En ce qui concerne la question posée par M. Alain Fouché sur le fond départemental et l’industrie nucléaire, je rappelle que le texte initial prévoyait un gel des fonds départementaux de péréquation de taxe professionnelle. L’Assemblée nationale l’a remplacé par un autre dispositif, et je crois savoir que la commission des finances est en train de revenir à la rédaction initiale, ou tout du moins à une autre rédaction. La question des fonds départementaux de taxe professionnelle et le principe de péréquation seront de toute façon traités dans cette assemblée.

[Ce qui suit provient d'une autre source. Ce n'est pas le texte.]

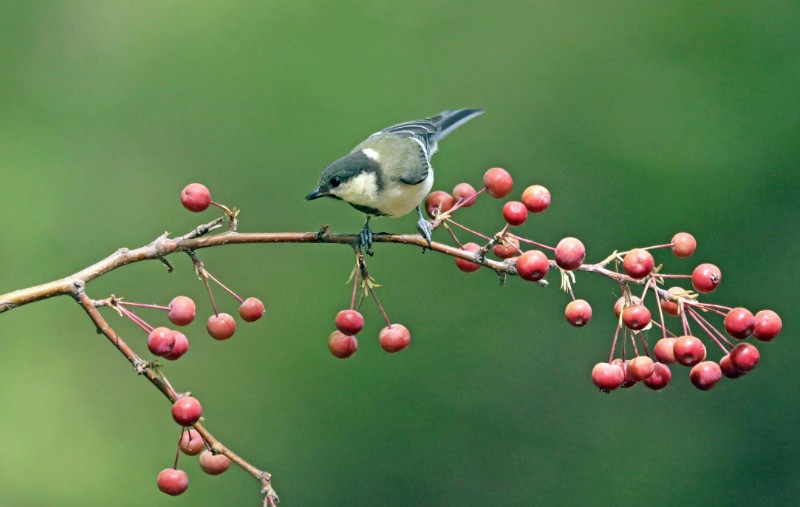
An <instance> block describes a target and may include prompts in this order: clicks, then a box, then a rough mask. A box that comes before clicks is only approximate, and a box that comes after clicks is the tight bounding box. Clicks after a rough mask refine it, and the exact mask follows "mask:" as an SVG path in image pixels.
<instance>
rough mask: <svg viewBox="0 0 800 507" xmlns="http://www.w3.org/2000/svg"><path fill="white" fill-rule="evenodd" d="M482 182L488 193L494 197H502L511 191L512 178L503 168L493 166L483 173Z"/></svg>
mask: <svg viewBox="0 0 800 507" xmlns="http://www.w3.org/2000/svg"><path fill="white" fill-rule="evenodd" d="M483 184H484V186H485V187H486V191H487V192H489V195H491V196H492V197H494V198H495V199H502V198H503V197H505V196H507V195H508V194H510V193H511V188H512V187H513V186H514V179H513V178H512V177H511V175H510V174H509V173H508V171H506V170H505V169H502V168H500V167H493V168H491V169H489V170H488V171H486V173H484V175H483Z"/></svg>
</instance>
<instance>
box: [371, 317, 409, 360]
mask: <svg viewBox="0 0 800 507" xmlns="http://www.w3.org/2000/svg"><path fill="white" fill-rule="evenodd" d="M378 341H379V342H380V344H381V348H382V349H383V350H385V351H386V352H389V353H394V352H399V351H401V350H403V349H404V348H406V347H408V344H409V343H410V342H411V333H409V332H408V329H407V328H406V327H405V326H404V325H402V324H390V325H388V326H386V327H385V328H383V329H381V332H380V334H379V335H378Z"/></svg>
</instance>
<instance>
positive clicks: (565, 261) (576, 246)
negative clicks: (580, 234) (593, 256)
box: [555, 237, 586, 271]
mask: <svg viewBox="0 0 800 507" xmlns="http://www.w3.org/2000/svg"><path fill="white" fill-rule="evenodd" d="M555 257H556V264H557V265H558V267H560V268H561V269H565V270H567V271H569V270H572V269H577V268H579V267H580V265H581V264H583V261H585V260H586V247H584V246H583V243H582V242H581V240H579V239H578V238H570V237H567V238H564V239H562V240H561V241H559V242H558V244H557V245H556V252H555Z"/></svg>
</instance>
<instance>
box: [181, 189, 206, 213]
mask: <svg viewBox="0 0 800 507" xmlns="http://www.w3.org/2000/svg"><path fill="white" fill-rule="evenodd" d="M181 204H183V207H184V208H186V209H187V210H189V211H193V212H195V213H198V212H200V211H204V210H205V209H206V208H208V206H209V204H211V192H209V191H208V188H207V187H206V186H205V185H202V184H200V183H190V184H189V185H186V186H185V187H184V188H183V190H181Z"/></svg>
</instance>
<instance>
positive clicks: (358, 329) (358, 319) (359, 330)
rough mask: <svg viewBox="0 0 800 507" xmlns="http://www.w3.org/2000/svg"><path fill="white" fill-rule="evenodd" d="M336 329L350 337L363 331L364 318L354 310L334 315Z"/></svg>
mask: <svg viewBox="0 0 800 507" xmlns="http://www.w3.org/2000/svg"><path fill="white" fill-rule="evenodd" d="M335 322H336V329H338V330H339V331H341V332H342V333H344V334H349V335H350V336H353V335H357V334H358V332H359V331H361V330H362V329H364V316H363V315H361V313H359V312H357V311H356V310H342V311H341V312H339V313H337V314H336V321H335Z"/></svg>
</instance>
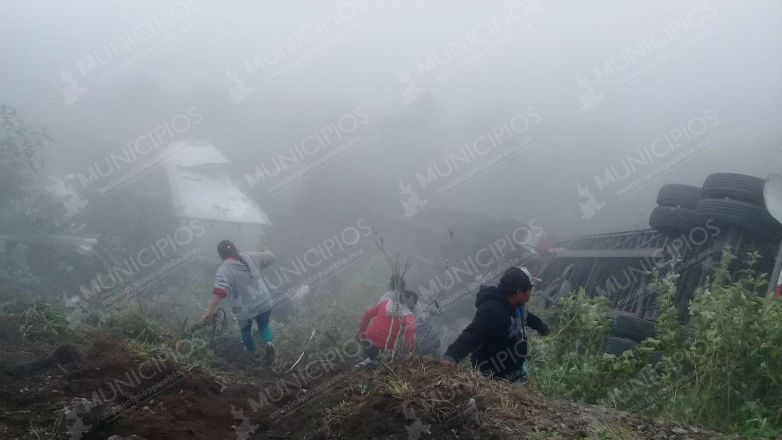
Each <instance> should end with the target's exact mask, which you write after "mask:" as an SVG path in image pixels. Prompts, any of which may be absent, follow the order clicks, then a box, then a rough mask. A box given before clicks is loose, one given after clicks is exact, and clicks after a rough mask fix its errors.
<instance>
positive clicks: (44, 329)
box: [19, 302, 73, 343]
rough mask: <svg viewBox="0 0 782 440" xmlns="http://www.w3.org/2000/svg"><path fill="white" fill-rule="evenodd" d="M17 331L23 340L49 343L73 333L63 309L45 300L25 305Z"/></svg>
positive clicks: (67, 318) (64, 312) (64, 311)
mask: <svg viewBox="0 0 782 440" xmlns="http://www.w3.org/2000/svg"><path fill="white" fill-rule="evenodd" d="M19 333H20V335H21V336H22V339H23V341H24V340H30V341H33V342H49V343H54V342H62V341H64V340H66V339H67V338H69V337H71V336H72V335H73V332H72V330H71V329H70V328H69V327H68V318H67V317H66V316H65V311H64V310H63V309H61V308H59V307H55V306H53V305H51V304H48V303H45V302H33V303H30V304H27V305H25V307H24V310H23V311H22V322H21V323H20V324H19Z"/></svg>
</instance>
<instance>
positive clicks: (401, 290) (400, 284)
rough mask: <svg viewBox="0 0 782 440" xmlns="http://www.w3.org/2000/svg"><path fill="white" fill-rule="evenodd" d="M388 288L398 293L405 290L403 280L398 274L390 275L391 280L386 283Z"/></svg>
mask: <svg viewBox="0 0 782 440" xmlns="http://www.w3.org/2000/svg"><path fill="white" fill-rule="evenodd" d="M388 288H389V289H391V290H399V291H402V290H405V279H404V278H402V275H399V274H398V273H395V274H393V275H391V280H390V281H389V282H388Z"/></svg>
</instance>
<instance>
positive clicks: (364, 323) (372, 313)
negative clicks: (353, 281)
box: [356, 301, 386, 336]
mask: <svg viewBox="0 0 782 440" xmlns="http://www.w3.org/2000/svg"><path fill="white" fill-rule="evenodd" d="M385 306H386V301H383V302H379V303H377V304H375V305H374V306H372V307H370V309H369V310H367V311H366V312H365V313H364V317H363V318H361V322H360V323H359V324H358V332H357V333H356V336H360V335H362V334H364V332H366V331H367V327H368V326H369V321H371V320H372V318H374V317H375V315H377V312H378V311H379V310H380V307H385Z"/></svg>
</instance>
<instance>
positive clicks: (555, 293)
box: [541, 173, 782, 325]
mask: <svg viewBox="0 0 782 440" xmlns="http://www.w3.org/2000/svg"><path fill="white" fill-rule="evenodd" d="M780 186H782V185H780V178H779V176H770V177H769V178H768V179H761V178H758V177H753V176H747V175H742V174H733V173H717V174H712V175H710V176H708V177H707V178H706V181H705V182H704V184H703V187H694V186H687V185H678V184H669V185H664V186H663V187H662V188H660V191H659V194H658V197H657V204H658V206H657V207H655V208H654V209H653V210H652V212H651V215H650V218H649V224H650V226H651V227H650V228H649V229H641V230H633V231H624V232H616V233H610V234H599V235H587V236H578V237H572V238H568V239H564V240H560V241H558V242H556V243H555V244H554V246H552V247H551V248H550V249H549V261H548V262H547V264H546V266H545V268H544V270H543V271H542V273H541V278H543V279H544V280H545V284H544V285H543V286H541V288H542V291H543V294H544V296H545V297H546V298H547V299H548V300H549V302H553V301H555V300H556V299H557V298H559V297H561V296H562V295H566V294H569V293H570V292H572V291H573V290H575V289H577V288H583V289H584V290H585V292H586V294H587V295H589V296H593V297H594V296H604V297H606V298H608V301H609V304H610V307H611V308H612V310H613V311H614V315H616V314H624V315H627V314H631V315H632V316H635V317H638V318H644V319H646V320H654V319H655V318H656V317H657V315H658V314H659V310H658V308H657V306H656V303H655V296H656V295H655V292H654V291H653V286H652V285H651V277H652V271H653V270H655V269H657V270H659V271H660V272H662V273H664V272H666V271H668V270H674V271H675V272H676V273H678V274H679V275H680V277H679V278H678V280H677V295H676V306H677V308H678V309H679V311H680V316H681V318H682V320H686V319H687V305H688V304H689V301H690V300H691V299H692V298H693V297H694V294H695V290H696V288H697V287H699V286H703V285H704V283H705V281H706V278H707V276H708V274H709V272H710V270H711V269H712V268H713V267H714V266H715V265H716V264H717V263H718V262H719V260H720V256H721V253H722V251H723V249H724V248H725V247H726V246H727V247H729V248H730V249H731V251H732V252H733V253H734V254H736V255H744V254H746V253H747V252H757V254H758V256H759V259H758V262H757V266H756V269H757V270H758V271H759V272H761V273H768V274H771V279H770V287H771V288H772V289H773V288H774V287H775V286H778V285H779V277H780V265H779V263H780V259H781V258H780V255H779V254H780V237H781V236H782V226H781V225H780V219H779V211H780V209H779V205H780V200H779V199H780V197H779V193H780V189H779V187H780ZM777 291H778V287H777ZM622 312H625V313H622ZM639 325H640V324H639Z"/></svg>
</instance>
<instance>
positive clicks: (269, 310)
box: [240, 309, 272, 353]
mask: <svg viewBox="0 0 782 440" xmlns="http://www.w3.org/2000/svg"><path fill="white" fill-rule="evenodd" d="M271 314H272V311H271V309H270V310H267V311H265V312H263V313H261V314H260V315H258V316H256V317H255V318H253V319H248V320H247V321H243V322H242V323H241V327H240V334H241V336H242V342H243V343H244V347H245V348H246V349H247V351H249V352H250V353H255V339H253V334H252V328H253V320H254V321H255V322H256V323H257V324H258V334H259V335H260V336H261V339H262V340H263V342H272V329H271V328H270V327H269V318H270V317H271Z"/></svg>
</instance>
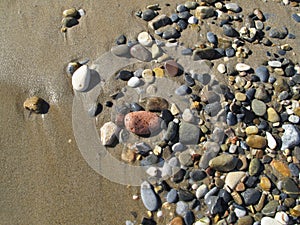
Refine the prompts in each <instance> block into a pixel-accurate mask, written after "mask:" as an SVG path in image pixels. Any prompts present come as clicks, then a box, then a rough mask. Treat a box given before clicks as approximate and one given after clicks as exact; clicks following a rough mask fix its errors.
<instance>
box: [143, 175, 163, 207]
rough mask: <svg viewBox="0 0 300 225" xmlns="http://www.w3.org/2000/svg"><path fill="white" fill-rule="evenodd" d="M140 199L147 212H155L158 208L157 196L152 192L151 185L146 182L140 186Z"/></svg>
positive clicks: (157, 196)
mask: <svg viewBox="0 0 300 225" xmlns="http://www.w3.org/2000/svg"><path fill="white" fill-rule="evenodd" d="M141 197H142V202H143V204H144V206H145V207H146V209H147V210H149V211H155V210H157V209H158V207H159V200H158V196H157V195H156V193H155V192H154V190H153V187H152V185H151V184H150V183H148V182H147V181H144V182H143V183H142V184H141Z"/></svg>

Je terminerai en répondant à M. Adrien Gouteyron. Dans les EPCI à fiscalité additionnelle, c’est l’EPCI qui va toucher la cotisation complémentaire. Les communes ne touchent pas la valeur ajoutée dans le texte retenu par l’Assemblée nationale. Les communes touchent d’autres taxes, comme les taxes d’habitation et les taxes foncières. L’Assemblée nationale a situé la répartition de la cotisation complémentaire et l’a fixée sur les EPCI. Cette répartition diffère en fonction de l’organisation de ces derniers, selon qu’il s’agit d’EPCI à fiscalité mixte, à taxe professionnelle unique ou à fiscalité additionnelle. C’est en tout cas ce que prévoit le texte en l’état.

Dans le texte initial, il n’y avait pas de répartition de la cotisation complémentaire au sein du pôle regroupant commune et intercommunalité. L’Assemblée nationale a choisi les intercommunalités.

Je vous ai présenté l’état du débat aujourd’hui. Je ne vais pas l’ouvrir aujourd’hui, puisque vous aurez tout lieu d’en débattre durant les deux prochains jours et que ce dossier est plutôt piloté par Mme Christine Lagarde. (Applaudissements sur les travées de lUMP.)

M. Philippe Marini, rapporteur général de la commission des finances. Excellent !

M. le président. La suite du débat est renvoyée à la prochaine séance.

La parole est à M. le président de la commission des finances.

M. Jean Arthuis, président de la commission des finances. La commission des finances se réunira ce matin à dix heures pour examiner les sous-amendements à son amendement à l’article 2, pour lequel elle demandera la priorité.

Articles de la première partie - articles 2 à 3 et 13 à 20 (début)
Dossier législatif : projet de loi de finances  pour 2010
Discussion générale

8

Ordre du jour

M. le président. Voici quel sera l’ordre du jour de la prochaine séance publique, précédemment fixée à aujourd’hui, vendredi 20 novembre 2009 à quatorze heures trente et le soir :

- Suite de la discussion du projet de loi de finances pour 2010, adopté par l’Assemblée nationale (n° 100, 2009-2010). Examen des articles de la première partie.

Rapport (n° 101, 2009-2010) de M. Philippe Marini, rapporteur général de la commission des finances.

Personne ne demande la parole ?…

La séance est levée.

(La séance est levée le vendredi 20 novembre 2009, à deux heures trente.)